I think that this film and ABBOTT AND COSTELLO MEET FRANKENSTEIN are two favorites of monster kids when they were kids. FRANKENSTEIN MEETS THE WOLF MAN moves at a swift pace, discards most of the elements unnecessary to a child and young teenager, and just wallows in monster goodies and Universal horror atmosphere. It's also the first monster mash film, something that would influence future Universal productions in this series and decades later filmmakers like Paul Naschy.

My regret is that we don't have the footage of Lugosi talking as the Monster. While Hollywood legend has it that a showing for a select few at Universal resulted in laughter at Lugosi's talky performance, I'm not so sure I would have been laughing. A talking, blind Monster may have produced a creepy, weird sensation among many (particularly kids) rather than laughter.
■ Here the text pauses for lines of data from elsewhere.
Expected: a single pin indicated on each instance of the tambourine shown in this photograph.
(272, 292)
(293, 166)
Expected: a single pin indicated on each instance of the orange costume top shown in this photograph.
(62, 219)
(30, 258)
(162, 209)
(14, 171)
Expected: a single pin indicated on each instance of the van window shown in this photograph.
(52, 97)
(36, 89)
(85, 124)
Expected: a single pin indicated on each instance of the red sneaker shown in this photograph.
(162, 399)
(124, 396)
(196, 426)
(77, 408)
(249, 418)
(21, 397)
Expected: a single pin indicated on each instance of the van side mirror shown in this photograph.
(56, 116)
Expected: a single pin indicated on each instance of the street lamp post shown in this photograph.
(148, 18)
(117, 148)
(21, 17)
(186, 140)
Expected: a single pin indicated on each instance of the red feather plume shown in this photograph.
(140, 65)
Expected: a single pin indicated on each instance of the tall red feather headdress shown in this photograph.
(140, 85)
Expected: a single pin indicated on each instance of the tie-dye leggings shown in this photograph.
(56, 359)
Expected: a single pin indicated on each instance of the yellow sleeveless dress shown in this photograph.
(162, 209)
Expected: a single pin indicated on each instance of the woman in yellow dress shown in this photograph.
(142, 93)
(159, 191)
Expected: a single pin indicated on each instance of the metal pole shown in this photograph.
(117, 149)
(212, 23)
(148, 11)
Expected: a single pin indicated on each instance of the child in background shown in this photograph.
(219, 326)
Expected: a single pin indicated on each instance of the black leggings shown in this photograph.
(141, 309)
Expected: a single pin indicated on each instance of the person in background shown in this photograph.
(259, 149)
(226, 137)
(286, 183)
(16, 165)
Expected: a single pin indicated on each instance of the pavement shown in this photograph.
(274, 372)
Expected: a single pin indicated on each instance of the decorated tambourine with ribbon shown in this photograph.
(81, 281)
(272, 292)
Doktor Goulfinger contacted me about this post and informed:

"Larry Talbot got that scar from getting cracked in the head with the wolf's head cane in the original Wolf Man. I like how the matching cranial scars underscore the relation between Talbot and the Monster. There are a couple of shots - primarily in the lab - that frame their jagged forehead wounds in a way that make them mirror images of each other (the scars are on opposite sides of the head).
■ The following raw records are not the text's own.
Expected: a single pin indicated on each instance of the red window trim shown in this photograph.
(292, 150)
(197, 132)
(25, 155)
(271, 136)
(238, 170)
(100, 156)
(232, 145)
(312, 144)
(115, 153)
"I've read the FMTWM script, which includes the Lugosi dialogue, and it definitely fleshes out the story. There's a bit of an Of Mice and Men relationship, with Lon taking the George role. Talbot and the Monster sitting around a fire griping about their lot has a real hobo flavor to it. There's humor and philosophy - as well as plot - in these exchanges."

The Creeping Bride said...

Yes, I agree... for monster-crazy kids, FRANKENSTEIN MEETS THE WOLF MAN is horror movie gold, second only to KING KONG VERSUS GODZILLA. My adult gripes posted here miss the point of its appeal entirely.

However, I have to say that, even as a kid, I found ABBOTT AND COSTELLO MEET FRANKENSTEIN cringe-worthy and I was embarrassed to see my beloved monsters turned into dumb props for a couple of unfunny chuckleheads. But mine was definitely a minority opinion among my peers.

kochillt said...

As Paul Naschy rhapsodised for the rest of his life, this film delivered on its thrills for younger viewers. While the first Larry Talbot film only mentions an "autumn moon," this one specifies a "full moon," a slight change few have noticed. Curt Siodmak's less than serious approach, conceiving the script as a joke, was overcome by the director and cast succeeding in making things as scary as a 40's horror can get. Chaney is perhaps even better than in the first, and it would be hard for any movie to top the graveyard opening or the vicious attack on the police constable (from the famous opening credits, with each word forming from puffs of smoke). There's more Wolf Man footage here than in any other, leaving very little to work with for Lugosi's Monster. For those who have seen the Monster's scripted dialogue, constantly complaining about his current situation, sounding like both Ygor and The Monster, it was probably for the best that those scenes were excised (it would have been fascinating viewing as an adult of course). It provides a last look at Dwight Frye, in his final horror film, and provided some work for a beleaguered Lionel Atwill. FRANKENSTEIN MEETS THE WOLF MAN was usually scheduled before THE WOLF MAN, and often before the 1931 FRANKENSTEIN (I myself first saw Lugosi's Monster before Karloff's). This film aired 9 times on CHILLER THEATER, debuting after 29 other Universals had already been shown (May 21 1966). Incidentally, the first two broadcast in Sept 1965 were FRANKENSTEIN, then THE WOLF MAN, Chilly Billy's favorites.